Once you’re a little further along your journey, you might also refine your questions like:
- Do you want to do a true-up prior to the event?
- Do you want to raise and lower the baseline, or only raise it?
Demand baselining is one of several strategies that utility program managers employ to minimize usage during peak times of consumption, including customer engagement and more, but we’ll return to that. So for the first question, truing up before a load shed event allows the average demand from like-days to be adjusted up or down based on the actual demand behavior just before an event.
The second question is a bit more complicated. Given the nature of any demand flexibility program, why would you need to determine whether you should raise or lower, or simply just raise a baseline? Often, utilities deploy load shed programs while also incentivizing customers to adjust their general energy usage behavior. Remember that this conservation messaging is an ongoing strategy, but one that can lead to preferred behavioral demand responses from customers.
So in this case, utilities might send out literature about energy savings, while also offering program incentives, and through that education, customers might move to conserve without any program deployment. That means that utility program managers might see either less than expected demand increase directly before an event, or even a slight decrease due to customer actions. Utilities with robust behavioral demand response programs should carefully consider these factors before lowering a baseline to ensure they are not penalizing either their operations or their end-use customers based on energy-saving behavior changes in their customer base.

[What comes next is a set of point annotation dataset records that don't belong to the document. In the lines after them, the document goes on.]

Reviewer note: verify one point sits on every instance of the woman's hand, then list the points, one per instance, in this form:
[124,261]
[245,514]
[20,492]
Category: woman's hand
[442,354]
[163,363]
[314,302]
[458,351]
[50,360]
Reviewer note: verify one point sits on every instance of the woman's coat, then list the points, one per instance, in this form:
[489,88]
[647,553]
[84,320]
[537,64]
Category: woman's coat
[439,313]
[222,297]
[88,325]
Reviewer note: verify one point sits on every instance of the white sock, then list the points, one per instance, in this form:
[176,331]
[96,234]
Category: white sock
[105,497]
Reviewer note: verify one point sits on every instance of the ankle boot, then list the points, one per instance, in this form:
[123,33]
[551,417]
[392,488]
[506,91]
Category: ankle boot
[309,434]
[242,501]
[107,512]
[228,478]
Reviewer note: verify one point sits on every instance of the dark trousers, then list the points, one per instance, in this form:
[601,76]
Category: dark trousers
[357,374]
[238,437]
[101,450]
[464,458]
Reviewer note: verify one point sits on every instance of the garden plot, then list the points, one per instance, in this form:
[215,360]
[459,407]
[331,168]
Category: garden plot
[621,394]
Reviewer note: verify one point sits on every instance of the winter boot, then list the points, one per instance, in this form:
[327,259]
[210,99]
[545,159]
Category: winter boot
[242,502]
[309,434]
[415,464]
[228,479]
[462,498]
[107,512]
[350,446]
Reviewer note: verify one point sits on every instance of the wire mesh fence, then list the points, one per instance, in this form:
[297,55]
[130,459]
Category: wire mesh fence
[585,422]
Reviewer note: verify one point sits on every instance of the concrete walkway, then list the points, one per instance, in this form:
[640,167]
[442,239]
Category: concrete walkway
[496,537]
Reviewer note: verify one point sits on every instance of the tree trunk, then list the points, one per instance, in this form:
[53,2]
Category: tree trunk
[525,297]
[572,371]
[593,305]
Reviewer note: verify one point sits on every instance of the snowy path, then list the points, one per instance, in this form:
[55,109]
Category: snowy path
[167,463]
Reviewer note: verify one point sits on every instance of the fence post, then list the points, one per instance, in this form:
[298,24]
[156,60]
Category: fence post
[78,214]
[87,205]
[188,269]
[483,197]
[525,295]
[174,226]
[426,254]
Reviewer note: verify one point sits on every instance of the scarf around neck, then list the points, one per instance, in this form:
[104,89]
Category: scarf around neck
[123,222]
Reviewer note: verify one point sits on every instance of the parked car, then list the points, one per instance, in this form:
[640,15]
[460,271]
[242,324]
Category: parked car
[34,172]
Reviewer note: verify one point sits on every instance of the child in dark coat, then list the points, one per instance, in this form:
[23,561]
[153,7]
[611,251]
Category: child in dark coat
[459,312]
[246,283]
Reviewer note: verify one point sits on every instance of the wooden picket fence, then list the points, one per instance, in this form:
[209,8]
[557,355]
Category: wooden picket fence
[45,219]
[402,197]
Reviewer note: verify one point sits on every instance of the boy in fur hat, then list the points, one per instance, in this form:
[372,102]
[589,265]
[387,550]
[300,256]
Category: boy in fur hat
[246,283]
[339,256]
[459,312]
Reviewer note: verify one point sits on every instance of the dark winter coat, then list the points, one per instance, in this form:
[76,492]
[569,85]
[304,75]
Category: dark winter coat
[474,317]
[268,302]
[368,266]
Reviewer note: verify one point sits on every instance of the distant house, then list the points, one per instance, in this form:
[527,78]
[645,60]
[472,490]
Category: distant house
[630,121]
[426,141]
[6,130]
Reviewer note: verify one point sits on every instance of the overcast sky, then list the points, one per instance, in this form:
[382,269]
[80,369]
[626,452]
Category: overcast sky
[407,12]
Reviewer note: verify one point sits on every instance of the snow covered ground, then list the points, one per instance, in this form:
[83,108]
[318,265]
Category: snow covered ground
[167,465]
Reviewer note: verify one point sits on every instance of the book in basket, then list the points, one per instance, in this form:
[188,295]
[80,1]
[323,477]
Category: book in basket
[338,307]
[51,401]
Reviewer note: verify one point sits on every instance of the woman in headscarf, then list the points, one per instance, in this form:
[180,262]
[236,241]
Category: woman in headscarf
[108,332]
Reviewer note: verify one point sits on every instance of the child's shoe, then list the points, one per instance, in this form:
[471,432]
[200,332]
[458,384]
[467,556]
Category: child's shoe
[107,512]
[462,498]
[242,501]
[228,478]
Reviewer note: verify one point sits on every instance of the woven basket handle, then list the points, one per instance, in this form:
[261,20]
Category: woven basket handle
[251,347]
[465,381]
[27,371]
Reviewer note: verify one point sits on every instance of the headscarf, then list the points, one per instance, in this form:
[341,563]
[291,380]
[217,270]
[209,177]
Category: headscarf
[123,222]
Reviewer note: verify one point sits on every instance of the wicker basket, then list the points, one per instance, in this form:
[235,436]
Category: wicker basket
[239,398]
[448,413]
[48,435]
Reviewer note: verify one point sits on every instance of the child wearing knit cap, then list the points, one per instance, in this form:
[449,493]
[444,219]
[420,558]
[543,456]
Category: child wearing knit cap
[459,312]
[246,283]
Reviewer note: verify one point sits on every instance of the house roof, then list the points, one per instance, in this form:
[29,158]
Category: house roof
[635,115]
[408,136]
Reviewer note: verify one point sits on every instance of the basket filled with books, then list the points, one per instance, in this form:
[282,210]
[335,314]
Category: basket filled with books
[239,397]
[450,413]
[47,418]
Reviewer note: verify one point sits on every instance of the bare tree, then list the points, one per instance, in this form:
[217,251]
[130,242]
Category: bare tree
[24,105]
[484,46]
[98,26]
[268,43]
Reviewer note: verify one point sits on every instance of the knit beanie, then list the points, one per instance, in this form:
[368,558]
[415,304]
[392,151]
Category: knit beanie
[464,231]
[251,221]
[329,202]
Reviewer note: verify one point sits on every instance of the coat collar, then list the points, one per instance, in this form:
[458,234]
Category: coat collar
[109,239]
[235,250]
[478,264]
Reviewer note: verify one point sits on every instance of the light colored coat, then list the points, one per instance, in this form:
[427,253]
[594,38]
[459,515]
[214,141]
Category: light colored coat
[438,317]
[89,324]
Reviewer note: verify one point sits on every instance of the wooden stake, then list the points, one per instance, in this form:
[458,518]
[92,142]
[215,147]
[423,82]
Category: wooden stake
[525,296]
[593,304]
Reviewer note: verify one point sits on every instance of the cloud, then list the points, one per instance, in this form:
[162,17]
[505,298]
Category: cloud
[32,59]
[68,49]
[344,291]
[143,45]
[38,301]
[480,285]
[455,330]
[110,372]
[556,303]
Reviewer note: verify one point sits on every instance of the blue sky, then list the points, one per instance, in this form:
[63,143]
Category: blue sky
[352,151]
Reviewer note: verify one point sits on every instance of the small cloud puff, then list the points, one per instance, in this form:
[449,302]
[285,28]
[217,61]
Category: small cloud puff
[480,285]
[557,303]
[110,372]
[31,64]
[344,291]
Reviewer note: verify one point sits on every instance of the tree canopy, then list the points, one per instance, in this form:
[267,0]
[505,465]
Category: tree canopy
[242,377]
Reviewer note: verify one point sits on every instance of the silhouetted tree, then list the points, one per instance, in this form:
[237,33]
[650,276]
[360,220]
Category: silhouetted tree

Demand Baselining Conclusion
For program managers, meeting customer demand is increasingly challenging but entirely achievable with the right tools. Having difficulty determining the potential effectiveness of an energy efficiency program? Demand baselining is ideal for both measuring outcomes and preparing for the uncertainties of tomorrow. Whether it’s in forecasting your potential energy costs, strengthening grid reliability, or justifying demand flexibility or DER program initiatives, utility operations can rely on demand baselining for event planning AND to show value to regulators. What are you waiting for?